I've been arguing with myself for a few weeks now about whether or not to write this down. It's craziness to admit what I'm about to, but it makes me sad to think that we could forget this story one day, so I'll put it here to ensure we'll remember.
I'm not a religious or mystical person. I believe in God, but my spiritual development owes more to Joseph Campbell than anything else. I definitely don't believe in ghosts or miracles or Heaven or Hell. I believe that we are made of light and that when our bodies fail our light dissipates. We're still there, we're just ... diluted. I don't buy into the theory that people hang around after they're dead.
Except that Josh's beloved Grandma, Dash's G.G., passed away more than a year ago and she continues to pay Dash visits.
Dash was a year and three months old when we lost his G.G. There's really no reason that he would remember her. She was sick and frail for much of his life and he saw her relatively rarely in the end. But he does remember her. He talks about her unprompted. He recognizes her in pictures. Whenever he mentions his G.G. we place our hands over his heart and tell him, "G.G. lives here."

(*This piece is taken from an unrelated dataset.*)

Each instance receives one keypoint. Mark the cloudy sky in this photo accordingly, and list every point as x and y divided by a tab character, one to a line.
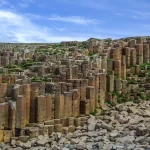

"No," he replies, pointing toward his bedroom "G.G. lives there."
He worries about these visits. They frighten him a bit and we try to reassure him that G.G. loves him more than anything in this world or the next. That she would never hurt or try to frighten him. But I'll admit, it freaks me out, too. And I'm a grown woman who knows better than to believe in ghosts.
Except I kind of do believe. I can't wrap my mind around it any other way. Dash has never seen a movie or tv show about ghosts. We've never read any stories about them. He doesn't even know the word ghost. We never explained to him that G.G. had passed away or even what it means to die--he was far too young to understand. Yet, somehow, he knows that she is not here with us the way regular people are. He knows that G.G. is spirit and he says that she visits him in his room.
I know it's insanity. But I'm inclined to believe him.